Das Problem sind die Regierungen der Erde und der Weltenrat, die glauben nicht an die Außerirdischen und an den Planeten »R«, bis dessen Existenz am Himmel nicht mehr zu leugnen ist angesichts von Sturm und Flut und enormer Hitze. Und dann der GAU: Die Atomwaffen auf der Planetenoberfläche nützen gar nichts, und fast ist es zu spät zur »Last Second Rescue«!

Ein herrlicher Spaß ist dieser Film, und natürlich schon wieder ein pazifistischer Science-Fiction, so dass wir fast nicht mehr an Zufall glauben: das »Himmelsschiff« mit seiner Friedensutopie, die »Briefe eines Toten« als Bebilderung der menschengemachten Apokalypse, und jetzt die Abschaffung der Atomwaffen und die ausschließlich friedliche Nutzung der Kernkraft mit Japan als Welt-Anführer…

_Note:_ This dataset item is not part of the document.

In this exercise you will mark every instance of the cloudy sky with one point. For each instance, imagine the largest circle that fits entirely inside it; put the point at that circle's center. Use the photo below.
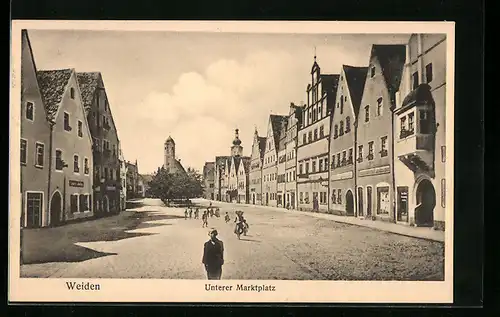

Sie sind schon goldig, die Japaner. Das unterstreicht auch der wunderbare Vorfilm, den uns die Retrospektive als Bonus kredenzt: »Ein Tag in 100 Jahren« von Shigeji Ogino aus dem Jahr 1933: Einfache Silhouetten-Animation erzählt die Geschichte eines Mannes, der 2032 wiedererweckt wird, nachdem er 1942 im großen Krieg gestorben ist. Ihm werden die Wunder 100 Jahre nach Entstehtung des Films gezeigt: Ein Zauberfernseher, der in Zukunft und Vergangenheit blicken kann, ein Farbwechsler, mit dem man die Färbung seiner Kleider ändern kann – damit hat man in der Zukunft aber so oft rumgespielt, dass es langweilig wurde, deshalb hat man sich für schwarz-weiß entschieden… Was ein schöner Gag in diesem Schwarzweiß-Stummfilm! Eine Art Magnetschwebebahn mit 800 mph Geschwindigkeit gibt es auch, die führt nach Central City, ehemals Tokio, und dort gibt es gar die Möglichkeit eines Marsfluges. Eine Rakete mit Kompass im Weltall fliegt an diversen Planeten vorbei, erreicht den Mars aber nicht, weil die Instrumente verrückt spielen: Ein Geist aus der Vergangenheit sollte nicht zum Mars, sondern in Buddhas Paradies.

Herrlich. Sehr lustig. Und so was von passend zu den lieben Außerirdischen vom Planeten Paira, über den man sich so leicht lustig machen könnte, wenn man wollte.